In August last year we packed the camper-van and went on tour around Australia interviewing a wide range of people about their ISP experience (and by camper-van I mean – flying to Sydney staying in a hotel and running focus groups – but you get the idea).
Out of the groups came some really interesting insights like “I just choose a big one as I know it will work” and “iiNet sounds like they are doing things differently, I just didn’t know much about them”.

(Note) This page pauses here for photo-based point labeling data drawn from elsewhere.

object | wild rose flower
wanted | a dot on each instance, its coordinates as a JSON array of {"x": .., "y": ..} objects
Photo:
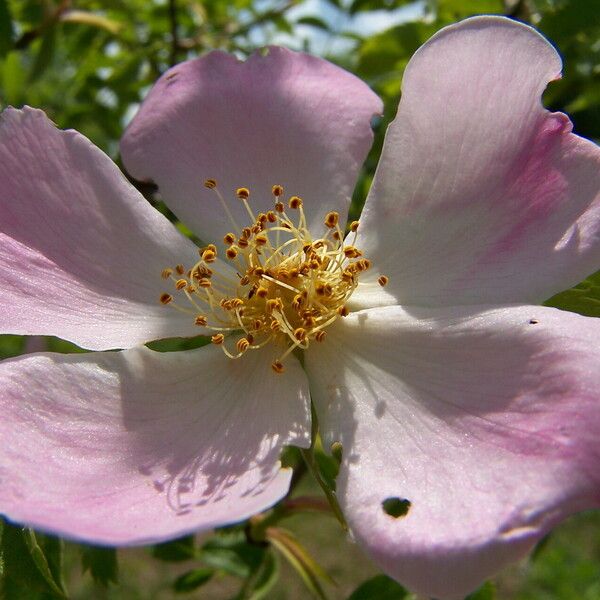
[{"x": 452, "y": 395}]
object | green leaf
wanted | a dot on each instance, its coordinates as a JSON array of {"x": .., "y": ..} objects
[
  {"x": 6, "y": 29},
  {"x": 192, "y": 580},
  {"x": 314, "y": 22},
  {"x": 584, "y": 298},
  {"x": 265, "y": 578},
  {"x": 12, "y": 79},
  {"x": 101, "y": 563},
  {"x": 301, "y": 561},
  {"x": 486, "y": 592},
  {"x": 380, "y": 587},
  {"x": 176, "y": 551},
  {"x": 45, "y": 54},
  {"x": 83, "y": 17},
  {"x": 31, "y": 568},
  {"x": 453, "y": 10},
  {"x": 47, "y": 556},
  {"x": 229, "y": 551}
]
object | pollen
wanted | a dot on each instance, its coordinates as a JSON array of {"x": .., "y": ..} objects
[
  {"x": 331, "y": 220},
  {"x": 243, "y": 193},
  {"x": 295, "y": 202},
  {"x": 166, "y": 299},
  {"x": 282, "y": 286}
]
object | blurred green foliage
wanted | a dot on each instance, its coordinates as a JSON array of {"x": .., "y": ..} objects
[{"x": 88, "y": 64}]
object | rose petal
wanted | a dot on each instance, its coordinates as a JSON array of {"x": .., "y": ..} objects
[
  {"x": 481, "y": 195},
  {"x": 487, "y": 422},
  {"x": 136, "y": 447},
  {"x": 81, "y": 251},
  {"x": 279, "y": 118}
]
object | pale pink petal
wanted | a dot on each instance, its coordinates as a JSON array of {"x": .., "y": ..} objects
[
  {"x": 81, "y": 251},
  {"x": 136, "y": 447},
  {"x": 281, "y": 117},
  {"x": 481, "y": 195},
  {"x": 486, "y": 420}
]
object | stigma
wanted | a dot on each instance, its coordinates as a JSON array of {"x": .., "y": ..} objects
[{"x": 286, "y": 286}]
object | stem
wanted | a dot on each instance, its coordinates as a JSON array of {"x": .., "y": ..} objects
[{"x": 309, "y": 458}]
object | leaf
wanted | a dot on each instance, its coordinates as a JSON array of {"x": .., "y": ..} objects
[
  {"x": 266, "y": 577},
  {"x": 486, "y": 592},
  {"x": 584, "y": 298},
  {"x": 380, "y": 587},
  {"x": 45, "y": 54},
  {"x": 310, "y": 571},
  {"x": 192, "y": 580},
  {"x": 48, "y": 559},
  {"x": 12, "y": 81},
  {"x": 83, "y": 17},
  {"x": 314, "y": 22},
  {"x": 101, "y": 563},
  {"x": 6, "y": 29},
  {"x": 176, "y": 551},
  {"x": 229, "y": 551},
  {"x": 23, "y": 561}
]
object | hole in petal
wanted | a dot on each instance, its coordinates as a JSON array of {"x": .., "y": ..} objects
[{"x": 396, "y": 507}]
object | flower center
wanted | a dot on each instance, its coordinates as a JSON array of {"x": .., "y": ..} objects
[{"x": 285, "y": 288}]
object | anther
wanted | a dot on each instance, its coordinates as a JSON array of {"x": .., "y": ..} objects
[
  {"x": 209, "y": 255},
  {"x": 332, "y": 219},
  {"x": 352, "y": 252},
  {"x": 297, "y": 302},
  {"x": 274, "y": 304},
  {"x": 300, "y": 334},
  {"x": 295, "y": 202},
  {"x": 277, "y": 366},
  {"x": 242, "y": 193}
]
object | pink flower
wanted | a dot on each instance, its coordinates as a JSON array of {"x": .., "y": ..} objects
[{"x": 447, "y": 388}]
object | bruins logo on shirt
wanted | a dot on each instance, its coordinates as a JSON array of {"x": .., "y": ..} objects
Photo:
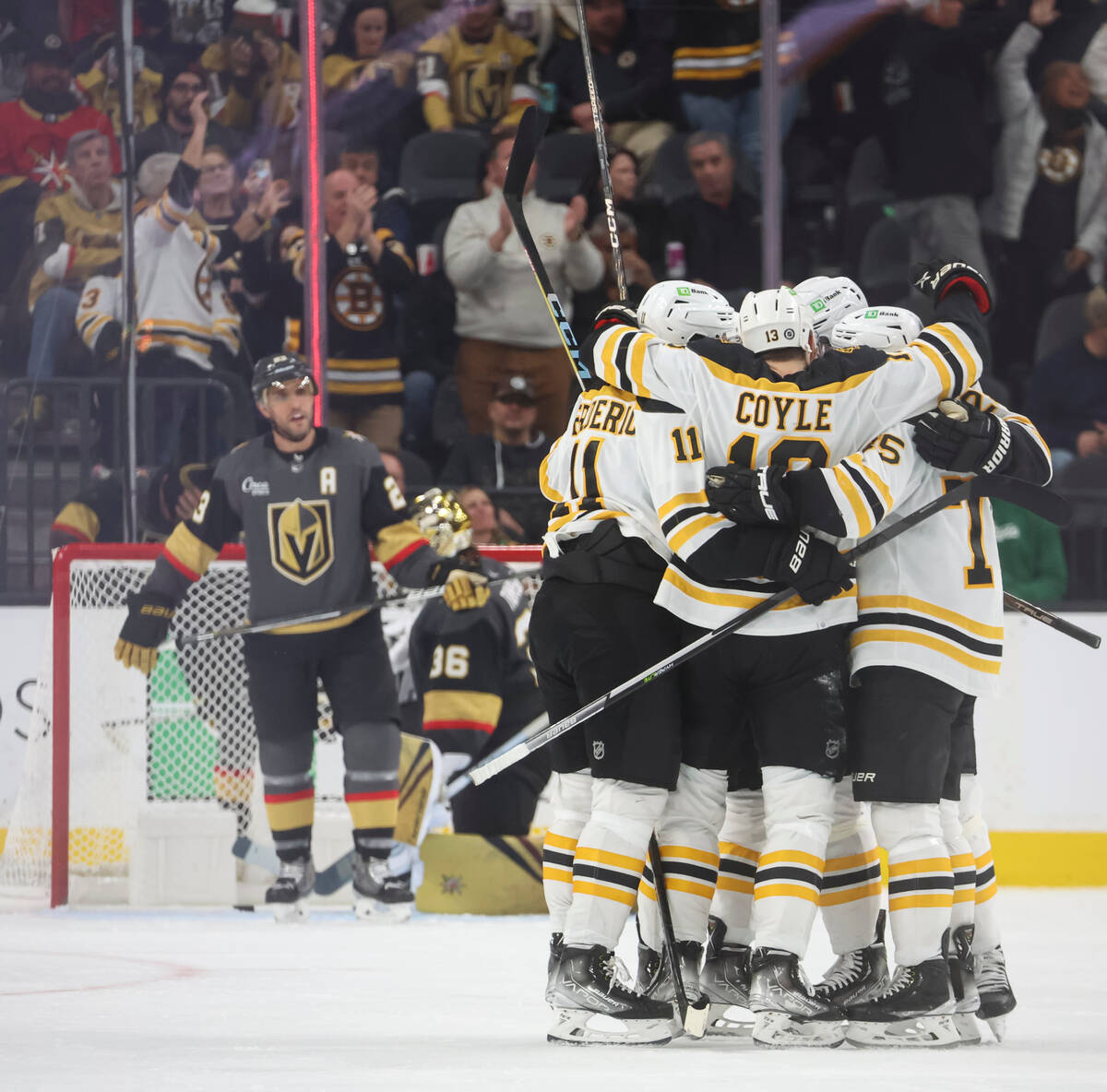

These insights are then turned into a brand communication strategy and then a TV idea. At this stage it is as simple as sitting down with the creative team and then drawing an idea on paper. Two people who deserve a mention are Ronnie Duncan and Mike Edmonds from our ad agency Meerkats. In my books, genius is often reserved for the likes of Shane Warne and Chevy Chase but Mike and Ronnie are as good as I get to meet on a regular basis.
Once we’ve got the idea it can still take up to two months to go through the process of determining the ‘who?’, ‘what?’, and ‘where?’ for the filming – not to mention up to a week sitting in a post production studio trying to get every last image and sound just right.
Buying the spots for the TV ad is a science in itself but I’ll save that for another time.
I’m really proud of what everyone involved has come up with. Truthfully you are only as good as the people you work with and I can claim responsibility for about 5 percent of the end result. But that won’t stop me telling mum that it was all my idea!